Avoiding same data inserted multiple times at the same time into a table

jerry · August 15, 2023, 9:34am

Hello,

I am having an issue where same data is inserted multiple times into a table in the database at the same time from an api endpoint.
Although I have a unique constraint on the table, it has become clear to me that I did not use the right columns to create that unique constraint.

Apart from deleting the repeated records and recreating the unique index constraint on the table in the database, what other options are available to solve this, especially in terms of writing a function?
Deleting the repeated records is currently not an option for me because it is a production system.

I would be grateful for your kind support.

Thank you.

Jerry

dimitarvp · August 15, 2023, 10:28am

I would say add an Ecto validation that hits the DB and checks the columns the combination of which must be unique. Not ideal by any means but could be a good temporary solution.

Example:

# Given a table that has `username` and `domain` e.g. `jerry` and `google.com`
# or `jerry` and `yahoo.com`:
def ensure_unique(%Changeset{} = cs, params) do
  q = from(
    u in Users,
    where: username == ^params["user"] and domain == ^params["domain"]
    select: :id
  )

  # We're checking the amount of records that match the record we're about to insert here.
  case Repo.aggregate(q, :count, :id) do
    # We're okay, let's go and insert.
    0 -> cs

    # Return a new changeset containing an error.
    _ -> Changeset.add_error(cs, :username, "username and domain are not unique")
  end
end

Then you add just append ensure_unique to your pipeline before the Repo.insert call.

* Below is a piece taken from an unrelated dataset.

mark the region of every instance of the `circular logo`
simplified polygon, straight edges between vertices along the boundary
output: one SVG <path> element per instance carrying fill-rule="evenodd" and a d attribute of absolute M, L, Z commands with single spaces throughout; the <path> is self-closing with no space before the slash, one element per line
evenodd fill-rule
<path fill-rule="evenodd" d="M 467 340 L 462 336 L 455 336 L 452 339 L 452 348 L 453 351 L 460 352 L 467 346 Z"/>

D4no0 · August 15, 2023, 10:31am

This will not work for concurrent inserts (don’t ask me how I know that ).

dimitarvp · August 15, 2023, 10:32am

Of course it will not but any better solution would have to lock table at various levels and when you get to complexity like that you’re much better stop dancing around the problem and fix it properly.

D4no0 · August 15, 2023, 10:35am

A better solution is to create a new table with correct constraints, migrate all the data to it, lock and rename the tables. If you really want to have almost zero downtime, instead of migrating data manually, create a trigger that copies data to the new table automatically on insertion.

dimitarvp · August 15, 2023, 10:37am

Yes it is, I agree, but OP mentioned he doesn’t want to delete records from the original table – which led me to believe they don’t want to do a full fix right now. Could be a wrong assumption from my side.

A new table is indeed usually the safest and best option overall.

D4no0 · August 15, 2023, 10:39am

You will still have duplicated records in the old table, then you can decide how you migrate them to the new table.

jerry · August 15, 2023, 10:25pm

Thanks to you all for all the suggestions that have come up so far.

I am still trying out many different ideas, hoping to find a solution.

joey_the_snake · August 16, 2023, 7:25am

You can do something like this:

Create a new table with the constraint you want.
Have your app insert into both the old and the new table.
Backfill the new table with what it’s missing from the old table.
Switch your app to use the new table only
Get rid of old table

joey_the_snake · August 16, 2023, 7:38am

You will have to lock your tables whenever there is an insert or an update to make sure two operations aren’t create the same value. I strongly advise you to get rid of this idea of a quick fix and just bite the bullet and make a new table.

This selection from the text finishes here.